英語はTOEICの公式スコアを用いる方式で、当日に英語の長文読解を解くのではなく、事前に取得したスコアを提出して評価に組み込む形が採られています。建築基礎では、建築を学ぶうえで前提となる基礎的な知識・考え方が問われます。面接では、志望動機や編入後の学修計画、これまで学んできた内容との接続などが確認されるのが一般的です。つまり、スコアメイク・専門基礎・自己表現の3つを並行して仕上げる必要があります。

たとえば、建築系の専門学校や高専の建築系学科で学んできた受験生であれば、これまでの製図や構造・計画の学びが建築基礎に直結しやすく、対策の見通しが立てやすくなります。一方で、まったく別分野から建築都市デザイン学科を志望する場合は、建築基礎をゼロから積み上げる負担が大きくなる点を覚悟しておく必要があります。募集人員・試験日程・出題範囲は年度で変わるため、必ず建築都市デザイン学科の最新の学生募集要項で確認してください。
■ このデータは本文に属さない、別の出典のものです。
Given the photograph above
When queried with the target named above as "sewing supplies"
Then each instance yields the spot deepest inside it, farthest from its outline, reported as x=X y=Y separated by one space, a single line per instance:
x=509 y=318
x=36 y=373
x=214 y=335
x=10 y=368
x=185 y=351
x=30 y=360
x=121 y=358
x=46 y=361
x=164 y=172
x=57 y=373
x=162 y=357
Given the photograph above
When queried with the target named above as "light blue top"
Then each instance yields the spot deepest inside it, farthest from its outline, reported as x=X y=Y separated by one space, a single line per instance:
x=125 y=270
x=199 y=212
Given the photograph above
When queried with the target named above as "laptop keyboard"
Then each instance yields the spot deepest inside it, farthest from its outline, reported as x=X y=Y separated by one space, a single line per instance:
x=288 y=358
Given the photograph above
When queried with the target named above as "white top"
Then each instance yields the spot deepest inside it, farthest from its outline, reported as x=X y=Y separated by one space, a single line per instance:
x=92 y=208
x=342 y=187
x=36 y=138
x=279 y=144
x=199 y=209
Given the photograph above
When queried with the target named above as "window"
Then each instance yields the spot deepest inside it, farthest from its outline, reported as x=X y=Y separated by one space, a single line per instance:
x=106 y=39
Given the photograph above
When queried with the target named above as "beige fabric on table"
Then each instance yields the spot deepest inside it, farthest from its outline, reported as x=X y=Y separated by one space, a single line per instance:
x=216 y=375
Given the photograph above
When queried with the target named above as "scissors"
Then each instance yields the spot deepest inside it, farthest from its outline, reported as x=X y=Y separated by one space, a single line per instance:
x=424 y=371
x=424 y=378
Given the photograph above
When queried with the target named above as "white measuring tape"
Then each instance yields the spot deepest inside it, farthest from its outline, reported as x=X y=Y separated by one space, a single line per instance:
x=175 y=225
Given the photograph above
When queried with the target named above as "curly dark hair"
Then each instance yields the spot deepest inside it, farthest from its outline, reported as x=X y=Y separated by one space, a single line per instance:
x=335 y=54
検定料は宇都宮大学の編入学試験で共通して30,000円です。

  • すべきこと:英語(TOEIC)・建築基礎・面接の3本柱を同時並行で準備する
  • してはいけないこと:面接を軽視し、志望動機や学修計画の言語化を直前まで放置すること

建築都市デザイン学科のTOEIC攻略|「過去2年以内・IP不可」に注意

建築都市デザイン学科の英語で最も注意したいのが、提出できるTOEICスコアの条件です。宇都宮大学の建築都市デザイン学科では、TOEIC L&Rの公式認定証について「入試実施日から過去2年以内に受験したもの」という有効期間の制限が設けられており、さらにIPテスト(団体特別受験)やカレッジTOEICは不可とされています。この条件を知らずに古いスコアや団体受験のスコアを準備してしまうと、提出できず出願計画が崩れる危険があります。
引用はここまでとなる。